– Так, Сергеев, вот ступайте с капитан-лейтенантом и решите все вопросы. Оркестр, караул и всё прочее. Потом доложите.
Капитан, который был намного постарше меня, ответил «Есть!» и мы вышли в коридор. За то, что Балабурда скажет лишнее, я не опасался, так как мы всё обговорили заранее, а за остальное я не боялся, поняв, что полковник Громадин теперь надолго запомнит каперангов с Северного флота.
Капитан оказался очень достойным человеком, и, отведя меня в свой кабинет, быстро и деловито начал решать по телефону наш вопрос. Уже через пятнадцать минут я знал, что ритуал похорон у них отработан, и мне даже не надо напрягаться. Сверившись с картой города и отметив дом Петровых, он быстро обрисовал маршрут движения похоронной процессии, время прибытия оркестра и караула. Затем поинтересовался количеством наград у покойного, и, записав их число, спросил:
– Мичман-то ваш как погиб? В море?
Мне снова стало стыдно, и я постарался ответить коротко, как сам не подозревая того, подсказал нам комендант.
– Погиб при исполнении. Большего сказать не могу. Сам понимаешь, секретность…
Капитан качнул головой.
– Да и не надо. Понятно всё. Не волнуйся, каплей, всё будет правильно.
Потом мы снова пошли к начальнику училища доложиться. Там мы застали картину полного разложения старших офицеров. Расстёгнутые и раскрасневшиеся, они сидели уже не за столом, а за журнальным столиком, да и стоящая на нем бутылка коньяка говорила сама за себя. Последние слова, которые я уловил из уст зама, заходя в кабинет, касались рыбалки, и я понял, что мы здесь ещё задержимся. Так оно и вышло. Рассеянно выслушав наши доклады, начальники как-то единодушно попросили подождать ещё минут сорок, естественно, не в кабинете, а где-нибудь снаружи. Выйди из кабинета, капитан констатировал, что «старик что-то расслабился» и позвал меня обратно к себе. Там я, уже не смущаясь, вытащил из портфеля бутылку и предложил помянуть покойного, да и за содружество родов войск тоже пригубить. Капитан не отказался, и, заперев дверь, быстренько достал из сейфа два стакана.
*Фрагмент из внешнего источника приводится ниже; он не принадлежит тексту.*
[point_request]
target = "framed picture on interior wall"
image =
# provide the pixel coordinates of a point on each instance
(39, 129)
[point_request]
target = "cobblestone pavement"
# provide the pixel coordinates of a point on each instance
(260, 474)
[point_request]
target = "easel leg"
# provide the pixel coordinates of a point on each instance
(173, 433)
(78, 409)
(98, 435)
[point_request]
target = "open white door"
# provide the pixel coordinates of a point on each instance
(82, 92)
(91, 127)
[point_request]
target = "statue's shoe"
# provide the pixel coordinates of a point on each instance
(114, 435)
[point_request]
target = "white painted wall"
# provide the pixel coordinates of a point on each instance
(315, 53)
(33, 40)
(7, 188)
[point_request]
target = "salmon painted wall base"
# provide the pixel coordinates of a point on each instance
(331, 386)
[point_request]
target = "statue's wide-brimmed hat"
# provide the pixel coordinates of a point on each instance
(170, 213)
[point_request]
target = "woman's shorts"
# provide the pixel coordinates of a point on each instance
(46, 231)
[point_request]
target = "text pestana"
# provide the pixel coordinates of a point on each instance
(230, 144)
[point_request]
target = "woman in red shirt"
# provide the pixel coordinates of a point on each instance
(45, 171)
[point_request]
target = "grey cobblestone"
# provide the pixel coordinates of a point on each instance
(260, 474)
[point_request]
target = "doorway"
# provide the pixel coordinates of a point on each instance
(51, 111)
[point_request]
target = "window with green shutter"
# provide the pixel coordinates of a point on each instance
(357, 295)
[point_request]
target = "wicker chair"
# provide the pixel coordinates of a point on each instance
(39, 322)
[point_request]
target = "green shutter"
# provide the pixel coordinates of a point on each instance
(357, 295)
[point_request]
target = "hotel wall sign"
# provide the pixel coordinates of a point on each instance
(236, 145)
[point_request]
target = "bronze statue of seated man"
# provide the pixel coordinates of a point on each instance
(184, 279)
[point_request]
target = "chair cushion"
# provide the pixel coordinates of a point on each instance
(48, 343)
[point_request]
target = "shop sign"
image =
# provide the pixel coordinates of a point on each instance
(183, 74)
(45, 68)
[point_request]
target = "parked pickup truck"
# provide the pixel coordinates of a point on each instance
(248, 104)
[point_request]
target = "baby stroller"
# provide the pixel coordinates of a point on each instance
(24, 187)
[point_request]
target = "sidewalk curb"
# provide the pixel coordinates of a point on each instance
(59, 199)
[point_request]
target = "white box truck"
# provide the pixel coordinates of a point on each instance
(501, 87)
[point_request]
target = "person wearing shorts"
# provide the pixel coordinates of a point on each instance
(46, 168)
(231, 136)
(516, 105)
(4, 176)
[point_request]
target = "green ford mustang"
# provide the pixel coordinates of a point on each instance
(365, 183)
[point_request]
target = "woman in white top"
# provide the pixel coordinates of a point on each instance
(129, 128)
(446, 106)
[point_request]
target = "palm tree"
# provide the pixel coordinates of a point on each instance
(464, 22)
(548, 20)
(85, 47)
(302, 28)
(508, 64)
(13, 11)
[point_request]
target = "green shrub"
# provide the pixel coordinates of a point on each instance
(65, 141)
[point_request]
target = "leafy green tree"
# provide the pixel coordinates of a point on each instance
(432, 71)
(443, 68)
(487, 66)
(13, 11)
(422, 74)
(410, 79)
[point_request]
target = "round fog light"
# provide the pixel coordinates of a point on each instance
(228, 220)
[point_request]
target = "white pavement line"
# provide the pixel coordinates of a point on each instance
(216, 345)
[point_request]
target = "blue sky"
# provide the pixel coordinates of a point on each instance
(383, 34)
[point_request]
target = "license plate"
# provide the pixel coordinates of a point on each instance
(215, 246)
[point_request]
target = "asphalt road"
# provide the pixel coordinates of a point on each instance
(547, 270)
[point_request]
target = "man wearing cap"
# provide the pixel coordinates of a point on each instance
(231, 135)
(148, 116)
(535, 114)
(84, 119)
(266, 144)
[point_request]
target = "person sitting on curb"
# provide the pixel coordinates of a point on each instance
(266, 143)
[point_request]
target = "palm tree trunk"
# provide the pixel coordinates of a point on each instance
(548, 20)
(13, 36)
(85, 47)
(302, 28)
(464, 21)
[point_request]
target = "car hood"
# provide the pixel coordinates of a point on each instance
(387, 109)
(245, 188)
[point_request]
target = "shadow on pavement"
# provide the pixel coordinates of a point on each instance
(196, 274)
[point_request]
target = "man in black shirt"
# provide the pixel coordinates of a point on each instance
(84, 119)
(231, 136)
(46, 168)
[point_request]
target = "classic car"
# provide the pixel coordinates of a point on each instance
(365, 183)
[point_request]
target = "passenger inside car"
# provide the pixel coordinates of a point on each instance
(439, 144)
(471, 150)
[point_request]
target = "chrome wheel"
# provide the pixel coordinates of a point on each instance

Через час мы покинули училище, причём начальник провожал нас до самого КПП, а капитан подарил мне пехотную флягу с чудесным домашним напитком на основе мёда, берёзовых почек и ещё черт знает чего, который творил сам в свободное от службы время у себя на даче. Младший Петров, успевший выспаться в машине, с удивлением наблюдал за нашими проводами, а когда мы забрались в машину, понюхав воздух, сразу констатировал присутствие коньячного и водочного аромата. Приехав, домой, мы застали там Рябуху в фартуке, окружённого женщинами, и руководившего приготовлением пищи. Собрав членов семьи за общим столом, мы пообедали, в процессе чего я подробно рассказал о проделанном и рассказал о планах завтрашнего дня. Дальнейший день прошёл в мелких делах, по большей части связанных с закупками всего необходимого и недостающего.
А назавтра были похороны. Курсанты оказались на высоте. В училище даже нашёлся Военно-морской флаг СССР, который потом на кладбище склонили над могилой. Процессия растянулась на добрую сотню метров, и курсанты чеканили шаг, неся красные шёлковые подушечки с медалями, а оркестр пронзительно выдувал из меди похоронные мелодии. Были залпы из карабинов на кладбище и слезы престарелой матери Петрова, которой братья так и не решились сказать о настоящей причине смерти сына. Были чисто русские поминки, на которых кто-то чуть не подрался, а комендант самолично прибывший проконтролировать весь процесс и пропотевший за несколько часов в новенькой парадной форме, произнёс проникновенный тост за героических подводников. Была куча подвыпивших родственников, которые говорили много хороших слов и стремились чокнуться с нами во что бы то ни стало. А ещё, в самом конце, была мама старшего мичмана Петрова, старенькая, сухонькая и очень аккуратная старушка, с глубокими и усталыми глазами, которая подошла к нам и, поклонившись, сказала: «Спасибо, мальчики»…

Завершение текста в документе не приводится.